Like practically all biopics, it is effectively a cartoon, a simplification and an exaggeration of the real story, but not without its merits. Forest Whitaker is a wonderful actor and gives an affecting and finely nuanced performance in a demanding role, although his voice and presence (if not his physical bulk) seem a bit lightweight for Parker, who had a rich baritone speaking voice. The excellent Diane Venora plays Chan Parker, Bird’s last (common-law) wife, whose participation in the making of the film might prompt one to question the degree of objectivity with which she is portrayed. The late scene in which Parker enters a New York theatre and discovers an old rival playing rock and roll to an ecstatic audience of teenagers is a ludicrous and demeaning invention.

I was interested in the character of Audrey (played by Anna Levine), an artist with whom Parker has an affair during his visits to Los Angeles in the 1950s. She is clearly based on Julie Macdonald, who befriended the saxophonist and was with him when he received the news in March 1954 that his infant daughter Pree had died in New York, provoking a collapse that prefaced his final decline and ultimate demise 12 months later.

During his stays with Macdonald, they discussed art and classical music and probably much else; whatever else their relationship may have been about, this was also a meeting of minds. She produced at least two remarkable sculptures based on his likeness: one, a full-length study in lignum vitae, a dark hardwood, was last heard of in the ownership of Robert Reisner, who had promoted Parker in New York clubs; the other, pictured at the top of this piece, was carved from a piece of pale, lightly striated Pasadena sandstone and weighs 275lb. She sold it in 1961 to a California collector, apparently to raise the cash to buy a Ferrari, and it is currently in the possession of William Dickson, a retired Edinburgh architect who is now a photographer and a collector of post-war jazz artefacts and memorabilia. Three years ago I wrote a feature about the piece in the Guardian, having gone up to Scotland to see it, and it is through Dickson’s kind permission that his photograph is reproduced here. Bizarrely, given its great importance and direct relationship with such a historic figure, it has never been on public exhibition.

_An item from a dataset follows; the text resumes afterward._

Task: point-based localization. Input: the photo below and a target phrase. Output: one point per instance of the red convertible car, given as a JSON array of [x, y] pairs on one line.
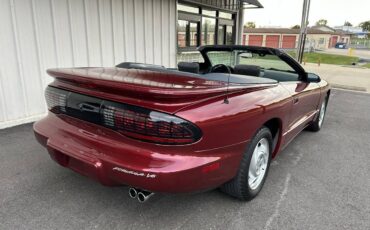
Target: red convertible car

Macdonald took her inspiration from Egyptian heads of the 15th dynasty, which she and Parker had looked at together, and Yoruba carvings of the 14th to the 16th century. In my view she evokes more of her subject’s complex and profound essence than the director of Bird, for all his unquestionably good intentions, could capture in two and a half hours of celluloid. And I’m afraid I still can’t forgive Eastwood for erasing the sound of those great musicians with whom Parker created his masterpieces.